In other words, your best shot of a wage boost is now either some sort of government subsidy or regulation that forces your employer to pay you more.
"Wage inflation was soft," ANZ economists said in their breakdown of the numbers.
"Outside of regulated wage increases, underlying wage inflation continues to edge higher only very slowly," they wrote.
"We expect further increases in wage growth to be gradual, with the peak in capacity pressures now behind us. However, the risks are tilted to the downside should weakness in GDP growth spill over further into the labour market.
So, the sweet spot in the traditional economic cycle where wages usually rise is probably over already!

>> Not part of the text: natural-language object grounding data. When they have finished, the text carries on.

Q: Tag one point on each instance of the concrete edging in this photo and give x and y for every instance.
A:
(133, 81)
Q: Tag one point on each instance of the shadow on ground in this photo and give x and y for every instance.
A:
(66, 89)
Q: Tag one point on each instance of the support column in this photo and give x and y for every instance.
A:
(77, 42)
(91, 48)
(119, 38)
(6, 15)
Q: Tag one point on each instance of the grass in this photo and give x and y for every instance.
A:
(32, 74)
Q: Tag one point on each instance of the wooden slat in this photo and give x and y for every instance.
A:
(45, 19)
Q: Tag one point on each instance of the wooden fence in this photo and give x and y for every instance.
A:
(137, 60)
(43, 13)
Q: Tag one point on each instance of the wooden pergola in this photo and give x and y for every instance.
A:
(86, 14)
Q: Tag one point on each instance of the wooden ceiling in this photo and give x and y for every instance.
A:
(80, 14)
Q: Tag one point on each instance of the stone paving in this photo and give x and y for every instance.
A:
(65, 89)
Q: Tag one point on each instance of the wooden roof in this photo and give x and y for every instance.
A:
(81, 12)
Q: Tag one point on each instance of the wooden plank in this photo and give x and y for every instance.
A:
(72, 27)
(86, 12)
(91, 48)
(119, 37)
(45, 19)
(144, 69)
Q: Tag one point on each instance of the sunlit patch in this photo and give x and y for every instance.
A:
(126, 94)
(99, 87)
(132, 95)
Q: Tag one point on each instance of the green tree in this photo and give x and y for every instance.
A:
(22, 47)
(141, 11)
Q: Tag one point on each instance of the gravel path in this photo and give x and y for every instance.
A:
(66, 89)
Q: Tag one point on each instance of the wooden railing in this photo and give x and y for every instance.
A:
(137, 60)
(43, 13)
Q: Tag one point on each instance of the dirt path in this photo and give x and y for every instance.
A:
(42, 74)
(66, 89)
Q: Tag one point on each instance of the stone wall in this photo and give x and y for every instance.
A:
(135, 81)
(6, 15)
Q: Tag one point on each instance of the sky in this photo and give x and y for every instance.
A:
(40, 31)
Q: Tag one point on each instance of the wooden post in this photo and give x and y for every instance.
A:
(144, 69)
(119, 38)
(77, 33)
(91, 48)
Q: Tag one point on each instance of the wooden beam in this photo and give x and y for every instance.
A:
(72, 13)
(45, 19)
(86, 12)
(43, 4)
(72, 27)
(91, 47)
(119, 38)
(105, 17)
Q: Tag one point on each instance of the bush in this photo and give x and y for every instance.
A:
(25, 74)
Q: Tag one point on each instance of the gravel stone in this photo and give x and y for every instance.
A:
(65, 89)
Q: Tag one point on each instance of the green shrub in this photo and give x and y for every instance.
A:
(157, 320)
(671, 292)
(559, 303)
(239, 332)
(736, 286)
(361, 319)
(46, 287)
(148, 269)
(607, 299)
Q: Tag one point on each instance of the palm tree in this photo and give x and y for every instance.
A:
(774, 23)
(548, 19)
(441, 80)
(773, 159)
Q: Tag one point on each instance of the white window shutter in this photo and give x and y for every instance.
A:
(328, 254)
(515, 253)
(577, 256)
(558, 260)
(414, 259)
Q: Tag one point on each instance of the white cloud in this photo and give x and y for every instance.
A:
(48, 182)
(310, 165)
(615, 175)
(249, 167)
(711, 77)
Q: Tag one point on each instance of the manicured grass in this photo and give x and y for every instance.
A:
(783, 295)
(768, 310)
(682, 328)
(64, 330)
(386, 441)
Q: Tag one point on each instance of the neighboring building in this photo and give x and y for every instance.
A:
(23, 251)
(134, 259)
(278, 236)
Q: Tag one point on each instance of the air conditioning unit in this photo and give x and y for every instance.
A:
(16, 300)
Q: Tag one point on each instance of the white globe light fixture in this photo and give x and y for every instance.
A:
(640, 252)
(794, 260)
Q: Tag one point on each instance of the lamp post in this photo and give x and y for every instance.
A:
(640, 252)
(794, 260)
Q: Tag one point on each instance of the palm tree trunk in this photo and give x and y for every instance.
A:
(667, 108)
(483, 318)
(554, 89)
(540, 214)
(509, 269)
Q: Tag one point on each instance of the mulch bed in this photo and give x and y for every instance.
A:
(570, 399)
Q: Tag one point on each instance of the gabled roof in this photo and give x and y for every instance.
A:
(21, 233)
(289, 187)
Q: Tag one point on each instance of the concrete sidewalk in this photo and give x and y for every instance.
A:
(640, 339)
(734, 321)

It's normal for wage growth to be the last piece of data to join the economic party.
But in this long, slow expansion, wages have stubbornly refused to rise in any meaningful way.
The experts describe it as a breakdown in the Phillips Curve.
That's model invented by New Zealand economist Bill Phillips which described the way falling unemployment flows through to higher wages.
In the simplest sense, it is just supply and demand applied to the labour market. It intuitively makes sense.
The trouble is - along with price inflation - it has just not kicked in this time around and economists are baffled.
That's not to say there aren't numerous theories about the causes.
These include the way the internet has created real-time systems for identifying the lowest available pricing.
A double-edged sword which is great for consumers - terrible for workers.
Then there is globalisation with technology and improved transportation, which has effectively put many workers into competition with low-wage third world economies.
The problem is how we fix this.
There are political responses that push back to more socialist economic theories.
Some have accused the current Government of heading in that direction with labour law changes.
But this Government (Finance Minister Grant Robertson especially) claims to be acutely aware of the real culprit - low productivity.
Ideally, we'd all work smarter, not harder and create more wealth, which would create a broadly higher-skilled higher-wage economy.
Are there new ways to boost productivity? Well, that's what the Government has set up the Productivity Commission to find out.
One of the mysteries of this century's internet-led tech boom is the extent that it has failed to boost individual worker productivity.
The communications revolution - for all its shiny short cuts - has kept us busier without making us more efficient.
The big-picture solutions all seem to be long, slow burns - encouraging more business investment in R&D, better skills training and tertiary policy.
Unfortunately, none of that's going to help pay your visa bill this month.